The emergence of legal capacity and legal capacity of the organization
The legal capacity of a legal entity appears simultaneously with legal capacity. They arise when an organization registers with the state as a legal entity. The organization registers its charter with the relevant authorities, thereby acquiring legal rights.
This feature distinguishes an enterprise from an individual who acquires rights only after reaching adulthood, taking into account his state of health.
In scientific publications, the term “legal capacity of an enterprise” is often used, which makes it clear that these concepts arise simultaneously. (Clause 3.Article 49, Clause 2.Article 51 of the Civil Code of the Russian Federation).
General legal capacity
General legal capacity is characterized by the fact that a legal entity can carry out any type of business activity, of course, with the exception of those that are not prohibited by law.
Most commercial organizations have general legal capacity. At the same time, for these organizations it is not mandatory to list all types of activities that the organization can carry out - it is enough to list the main ones and leave the specified list open.

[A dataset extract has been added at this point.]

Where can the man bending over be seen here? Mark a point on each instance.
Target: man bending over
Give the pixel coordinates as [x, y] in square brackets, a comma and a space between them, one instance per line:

Most often, in this case, the following phrase is written in the charter: “The organization has the right, in addition to the listed types of activities, to carry out other types of activities not prohibited by law.”
You may be interested in the “Liquidation of a Limited Liability Company (LLC)” mind map, which describes this procedure in detail.

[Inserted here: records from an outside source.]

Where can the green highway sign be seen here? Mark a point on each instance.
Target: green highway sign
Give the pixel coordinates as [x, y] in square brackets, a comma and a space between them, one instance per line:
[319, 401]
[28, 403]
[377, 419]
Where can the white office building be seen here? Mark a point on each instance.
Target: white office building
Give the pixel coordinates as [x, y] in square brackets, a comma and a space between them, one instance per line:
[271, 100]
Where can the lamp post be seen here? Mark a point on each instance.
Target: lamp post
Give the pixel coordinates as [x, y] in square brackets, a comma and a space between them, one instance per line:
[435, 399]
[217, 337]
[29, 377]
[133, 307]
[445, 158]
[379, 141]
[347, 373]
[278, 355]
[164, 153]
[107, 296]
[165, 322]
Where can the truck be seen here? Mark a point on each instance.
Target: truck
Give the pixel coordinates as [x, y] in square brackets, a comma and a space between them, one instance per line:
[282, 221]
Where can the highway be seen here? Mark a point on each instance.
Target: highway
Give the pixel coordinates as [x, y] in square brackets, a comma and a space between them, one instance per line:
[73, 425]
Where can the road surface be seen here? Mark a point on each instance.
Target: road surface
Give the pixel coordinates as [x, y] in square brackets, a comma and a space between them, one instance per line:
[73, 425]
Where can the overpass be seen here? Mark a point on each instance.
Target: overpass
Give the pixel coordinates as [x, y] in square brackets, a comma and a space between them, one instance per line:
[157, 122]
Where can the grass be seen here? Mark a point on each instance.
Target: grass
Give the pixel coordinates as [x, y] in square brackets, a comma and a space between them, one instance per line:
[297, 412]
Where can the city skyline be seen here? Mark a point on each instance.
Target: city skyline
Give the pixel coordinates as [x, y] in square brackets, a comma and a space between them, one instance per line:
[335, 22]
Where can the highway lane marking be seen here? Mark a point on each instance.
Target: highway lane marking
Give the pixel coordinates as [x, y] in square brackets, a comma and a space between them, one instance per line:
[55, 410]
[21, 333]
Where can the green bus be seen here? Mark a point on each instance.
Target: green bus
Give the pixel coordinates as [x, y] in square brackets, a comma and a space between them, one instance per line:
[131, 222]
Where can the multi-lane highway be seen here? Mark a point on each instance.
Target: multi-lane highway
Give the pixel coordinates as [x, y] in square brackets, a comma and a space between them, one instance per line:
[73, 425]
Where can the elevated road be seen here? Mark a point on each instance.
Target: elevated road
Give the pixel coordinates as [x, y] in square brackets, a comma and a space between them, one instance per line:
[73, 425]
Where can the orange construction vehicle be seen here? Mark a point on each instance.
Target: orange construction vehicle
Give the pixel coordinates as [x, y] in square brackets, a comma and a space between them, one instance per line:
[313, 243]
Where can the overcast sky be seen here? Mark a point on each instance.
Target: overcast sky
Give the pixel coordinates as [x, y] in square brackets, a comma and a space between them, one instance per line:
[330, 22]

Or see HERE how compensation works in different situations.
Special legal capacity
If the charter of a legal entity contains an exhaustive list of activities (closed), then such a legal entity will have special legal capacity. In addition, special legal capacity may be established by law.
For example, Federal Law No. 395-1 dated December 2, 1990 “On Banks and Banking Activities” establishes a ban for a credit organization to engage in production, trade and insurance activities.

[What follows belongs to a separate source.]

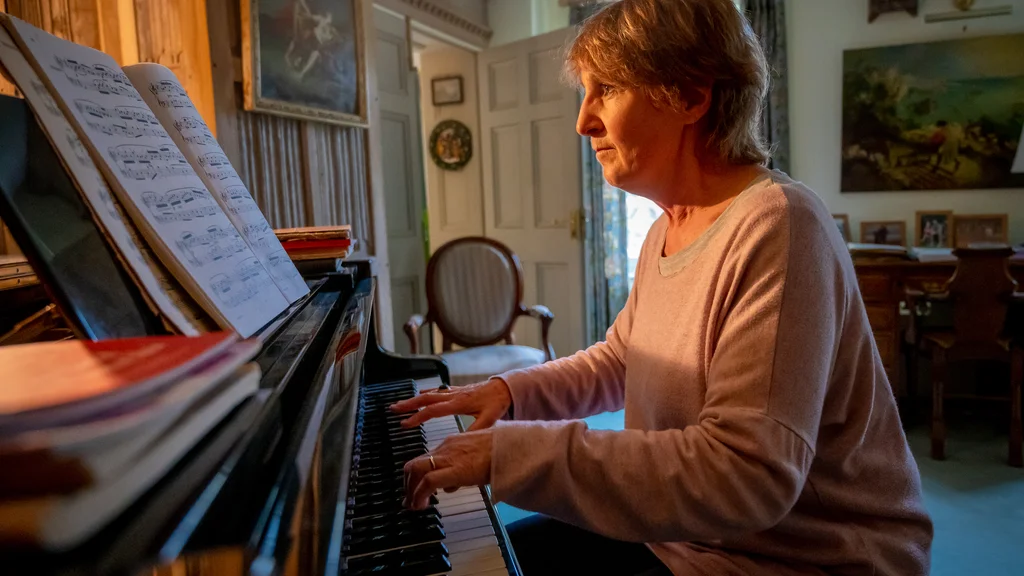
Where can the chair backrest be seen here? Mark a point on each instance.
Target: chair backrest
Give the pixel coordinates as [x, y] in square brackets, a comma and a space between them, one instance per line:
[474, 291]
[980, 290]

Federal Law of November 29, 2001 N 156-FZ “On Investment Funds” establishes an exclusive type of activity for the Joint-Stock Investment Fund - investing property in securities and other objects provided for by law. This organization has no right to carry out other types of business activities.
Law of the Russian Federation dated November 27, 1992 N 4015-1 “On the organization of insurance business in the Russian Federation” prohibits insurance organizations from carrying out other types of activities besides insurance.
In addition to the above, unitary enterprises and non-profit organizations have special legal capacity.
Legal entities with special legal capacity do not have the right to enter into transactions that go beyond the scope of their legal capacity.
The Plenum of the Supreme Court of the Russian Federation in Resolution No. 6, as well as the Plenum of the Supreme Arbitration Court of the Russian Federation in Resolution No. 8 of 01.07.1996 “On some issues related to the application of part one of the Civil Code of the Russian Federation” clarified that transactions made by a legal entity to which, in accordance with limited legal capacity is established by law and are considered void.
And transactions that contradict the goals of the legal entity specified in its charter may be declared invalid by the court, i.e. are contestable.
Exceptions
Partnerships, business-type societies, cooperatives and other non-commercial enterprises can carry out a wide range of activities, since all the work specified in the charter is understood as generalized.
In addition, property owners or authorized persons may permit various types of economic work to be carried out in their own establishment, which is characterized as non-profit.
On the other hand, the legislation restricts the work of a number of enterprises in business; for example, a political party cannot engage in entrepreneurship.